The index is the value dereferenced from the pointer that startPtr is pointing to.

Loop example

Now we know it retrieves the index from the queue, we need to find out how this queue is populated.

Looking at references to the queue, we see the function that loads the libraries accesses it many times. Now it's quite confusing to reverse this part on how the queue is populated. The easiest way is to debug and check the queue after the load library function is ran.

When we debug and check against the DLLs that ran, we see a certain pattern. When we load a random DLL, we see that the queue will be populated with a lot of entries. However, if we try to load 9998.dll by putting the id as 9998 in little endian, we see that the load library function runs very quickly because the DLL does not have any imports. We can also see that the queue contains only 1 entry, which is a pointer to the current DLL index 9998! From this, we can guess that the load library function populates the queue based on each DDL ID, including the ID of the other DLLs it imports since load library would run recursively.

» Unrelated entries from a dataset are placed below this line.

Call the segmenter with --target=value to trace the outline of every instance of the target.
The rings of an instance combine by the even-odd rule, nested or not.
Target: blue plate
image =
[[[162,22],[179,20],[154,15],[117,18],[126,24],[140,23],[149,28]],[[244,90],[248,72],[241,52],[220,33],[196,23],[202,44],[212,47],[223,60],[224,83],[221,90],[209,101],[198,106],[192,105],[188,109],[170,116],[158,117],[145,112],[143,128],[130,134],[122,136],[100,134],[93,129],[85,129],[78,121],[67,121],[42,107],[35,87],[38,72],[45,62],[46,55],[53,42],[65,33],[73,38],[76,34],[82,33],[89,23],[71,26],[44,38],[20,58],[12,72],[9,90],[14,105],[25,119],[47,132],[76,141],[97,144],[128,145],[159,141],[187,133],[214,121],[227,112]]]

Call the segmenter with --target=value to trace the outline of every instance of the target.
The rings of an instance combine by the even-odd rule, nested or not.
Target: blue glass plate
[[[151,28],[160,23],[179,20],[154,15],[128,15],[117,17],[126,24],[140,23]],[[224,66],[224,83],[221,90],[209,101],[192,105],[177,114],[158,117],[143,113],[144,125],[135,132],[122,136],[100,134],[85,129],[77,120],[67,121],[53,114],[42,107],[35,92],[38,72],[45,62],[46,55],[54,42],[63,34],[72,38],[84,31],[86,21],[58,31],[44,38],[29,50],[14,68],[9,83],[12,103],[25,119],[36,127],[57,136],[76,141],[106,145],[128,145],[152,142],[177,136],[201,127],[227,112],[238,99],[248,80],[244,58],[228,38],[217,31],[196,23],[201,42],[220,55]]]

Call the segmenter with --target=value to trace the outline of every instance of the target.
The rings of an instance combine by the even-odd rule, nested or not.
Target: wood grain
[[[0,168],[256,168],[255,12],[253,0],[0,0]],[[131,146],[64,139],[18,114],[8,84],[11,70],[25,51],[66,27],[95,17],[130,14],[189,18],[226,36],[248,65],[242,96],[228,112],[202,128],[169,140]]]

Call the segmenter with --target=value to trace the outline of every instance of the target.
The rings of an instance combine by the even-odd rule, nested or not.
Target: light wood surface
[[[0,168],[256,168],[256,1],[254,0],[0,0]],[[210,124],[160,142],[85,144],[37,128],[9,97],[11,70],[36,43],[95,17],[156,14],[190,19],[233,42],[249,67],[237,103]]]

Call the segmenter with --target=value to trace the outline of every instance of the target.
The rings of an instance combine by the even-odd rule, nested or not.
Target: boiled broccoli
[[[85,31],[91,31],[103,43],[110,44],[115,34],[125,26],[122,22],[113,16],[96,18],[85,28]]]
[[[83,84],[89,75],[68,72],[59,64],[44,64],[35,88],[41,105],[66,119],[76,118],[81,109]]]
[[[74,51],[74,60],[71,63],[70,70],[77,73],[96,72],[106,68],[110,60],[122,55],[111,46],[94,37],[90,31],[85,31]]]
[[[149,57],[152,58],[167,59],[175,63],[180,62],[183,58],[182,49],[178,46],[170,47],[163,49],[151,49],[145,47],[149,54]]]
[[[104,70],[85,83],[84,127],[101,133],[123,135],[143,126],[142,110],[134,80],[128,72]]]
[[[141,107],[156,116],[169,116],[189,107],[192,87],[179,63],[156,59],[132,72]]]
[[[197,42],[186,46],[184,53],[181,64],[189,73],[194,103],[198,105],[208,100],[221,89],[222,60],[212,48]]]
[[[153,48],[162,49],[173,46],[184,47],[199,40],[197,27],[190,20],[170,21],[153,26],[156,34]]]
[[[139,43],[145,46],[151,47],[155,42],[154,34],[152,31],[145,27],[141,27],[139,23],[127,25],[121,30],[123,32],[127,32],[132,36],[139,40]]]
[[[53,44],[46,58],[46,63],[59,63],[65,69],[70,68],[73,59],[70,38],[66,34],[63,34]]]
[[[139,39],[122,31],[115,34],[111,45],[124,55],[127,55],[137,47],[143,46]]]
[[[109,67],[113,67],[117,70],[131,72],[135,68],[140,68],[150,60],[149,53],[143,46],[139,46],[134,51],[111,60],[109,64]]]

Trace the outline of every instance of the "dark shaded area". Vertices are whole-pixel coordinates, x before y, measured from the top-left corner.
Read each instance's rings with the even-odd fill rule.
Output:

Now we know that depending on the DLL ID provided, it will populate the queue with indices that are the IDs of every imported DLL recursively, and then each ID is used as an offset to the targetInp from which to add the order to.

In pseudo-python code, the main code of the executable is doing:

Given that we know that at each loop, it adds all indices by the loop counter, how do we get the right order so that the target matches the goal?

We first need to extract all imports for every single DLL. This gives us an idea of what indices of targetInp are incremented for each DLL ID we give. I used GPT to generate a python script for extracting the imports recursively for each every DLL ID. This script outputs a sets.json containing a json file entries {ID: list_of_imports}.

After the import lists are extracted, we can ask GPT to create another script for solving the order given the import lists and the list of goals.

The way that it solves for the correct order is through finding each import references and eliminating them one by one. Say that we have:

{0: [0,1], 1: [1,2], 2: [2,3], 3: [3]}

This means that ID 0 is only imported by 0, ID 1 is imported by both 0 and 1, ID 2 is imported by both 1 and 2, and ID 3 is imported by 2 and 3.

Since ID 0 is only imported by 0, it can only be at goal[0]. This eliminates 0 from the imports of others, meaning the now ID 1 is only import by 1, which means it can only be at goal[1], and so on until eventually we have goal = [0,1,2,3]

Now when we run solve_order.py, we get a order.txt which contains the order of IDs to input separated by newlines.

10000 DLLs War

Some Initial Setup

Now that we solved the order of IDs, we can solve for the 32 bytes of body for the respective IDs.

Every DLL is unique but very similar. If we open two different DLLs in IDA and focus on the check function ("_Z5checkPh" calls the "check" function), we can see the differences and similarities.

Before we start, I have to point out that my IDA originally had issues identifying the calling convention of the DLLs. It assumed that the calling convention was RDI, RSI, RDX... (Linux System V AMD64) instead of the intended RCX, RDX, R8 (Windows x64 __fastcall).

Wrong calling convention!

I had to go to my IDA's Options > Compiler > Compiler and change it from "GNU C++" to "Visual C++" in order for IDA to interpret the correct calling convention.

Change compiler

With that out of the way, we can start analyzing the functions.

Stage 1: Flood of similar function calls

I will start by analyzing 7476.dll, the first ID of the order. The check function starts off with numerous function calls to locally-defined and imported functions. Every one of these functions takes in the 32 bytes body input for modification. It should also be noted that every DLL also exports some of these functions.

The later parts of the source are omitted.